Financial giant Visa announced on Saturday that it will begin separating out gun shop transactions, joining Mastercard and American Express, who have already said they plan to separate purchases made at firearms dealers.
Visa said that it will go along with a new merchant code established by the International Organization for Standardization (IOS) for all transactions with gun shop businesses. The IOS announced the coding change on Friday, ending the historical practice of labeling such purchases as “general merchandise.”
Visa issued a corporate statement that said it will continue to “protect all legal commerce on the Visa network” but would follow the IOS decision.
Gun control advocates and many Democrat lawmakers consider the decision by Visa to be a major victory against American rights protected by the Second Amendment. They have argued that creating a new purchase category for card transactions will help the government track transactions.
Gun rights advocates have countered the move by Visa, arguing that making special designations of gun shop transactions will lead to government overreach and surveillance of legal commercial activity that has extremely rare usefulness in the investigation or prevention of mass shootings.
Visa is the world’s largest payment network, providing a uniform and reliable method for banks to handle payments made to merchants.
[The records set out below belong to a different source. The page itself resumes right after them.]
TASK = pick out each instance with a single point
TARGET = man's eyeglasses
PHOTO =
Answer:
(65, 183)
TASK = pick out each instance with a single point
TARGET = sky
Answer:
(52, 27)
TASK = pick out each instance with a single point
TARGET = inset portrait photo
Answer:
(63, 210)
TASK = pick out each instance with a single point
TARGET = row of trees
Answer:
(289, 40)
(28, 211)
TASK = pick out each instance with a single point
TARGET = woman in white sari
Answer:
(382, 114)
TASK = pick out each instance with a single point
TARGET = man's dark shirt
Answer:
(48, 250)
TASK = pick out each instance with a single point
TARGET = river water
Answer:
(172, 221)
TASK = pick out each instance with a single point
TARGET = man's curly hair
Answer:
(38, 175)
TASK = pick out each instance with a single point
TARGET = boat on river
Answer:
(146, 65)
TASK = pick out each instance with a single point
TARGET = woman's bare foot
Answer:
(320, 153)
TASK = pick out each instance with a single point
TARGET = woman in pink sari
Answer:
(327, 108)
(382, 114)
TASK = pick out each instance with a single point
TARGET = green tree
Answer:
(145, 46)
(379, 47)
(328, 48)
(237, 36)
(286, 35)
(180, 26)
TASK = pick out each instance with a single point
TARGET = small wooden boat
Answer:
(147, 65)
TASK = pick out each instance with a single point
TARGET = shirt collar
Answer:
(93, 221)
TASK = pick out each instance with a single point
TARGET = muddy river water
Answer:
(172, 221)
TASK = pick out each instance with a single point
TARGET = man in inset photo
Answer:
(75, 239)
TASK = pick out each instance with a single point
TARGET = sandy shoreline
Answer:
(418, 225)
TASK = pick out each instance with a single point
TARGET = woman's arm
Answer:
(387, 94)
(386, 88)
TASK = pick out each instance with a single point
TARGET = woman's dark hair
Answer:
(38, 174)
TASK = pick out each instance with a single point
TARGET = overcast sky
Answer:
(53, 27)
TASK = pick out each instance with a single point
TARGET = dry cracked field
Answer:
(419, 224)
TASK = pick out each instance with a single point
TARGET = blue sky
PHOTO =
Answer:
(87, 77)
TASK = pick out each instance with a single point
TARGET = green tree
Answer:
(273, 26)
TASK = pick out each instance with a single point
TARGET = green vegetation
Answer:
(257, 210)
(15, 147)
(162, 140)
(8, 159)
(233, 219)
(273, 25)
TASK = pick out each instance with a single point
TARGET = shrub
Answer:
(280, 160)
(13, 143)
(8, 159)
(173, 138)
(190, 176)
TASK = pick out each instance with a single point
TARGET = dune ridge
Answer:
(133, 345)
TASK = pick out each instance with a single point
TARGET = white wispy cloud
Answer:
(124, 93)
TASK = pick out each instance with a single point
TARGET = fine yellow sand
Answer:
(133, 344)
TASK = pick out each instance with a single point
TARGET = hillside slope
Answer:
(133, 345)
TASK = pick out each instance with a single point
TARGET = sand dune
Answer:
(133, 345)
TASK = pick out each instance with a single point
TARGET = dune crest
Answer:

Now that the three largest card payment processors have decided to place special designations on transactions made with legal gun stores, it is virtually certain that Democrats will pressure banks issuing cards to prohibit any transactions with gun retailers.
New York City government officials and the public pension funds in New York and California have been instrumental in pressuring the payment processors to adopt the new gun classifications.
New York City Mayor Eric Adams (D) said that it is “just common sense” that gun and ammunition sales be coded like airline tickets or grocery sales.
Gun rights advocates also argue that the new codes are subject to gross abuse by the government since the merchant code does not reveal what was actually purchased. The purchase of any expensive item, like a gun safe, could be wrongfully subjected to “red flag” treatment by the ATF or state law enforcement.
National Rifle Association spokesman Lars Dalseide said that Visa’s decision to go along with the ISO is “nothing more than a capitulation to anti-gun politicians and activists bent on eroding the rights of law-abiding Americans one transaction at a time.”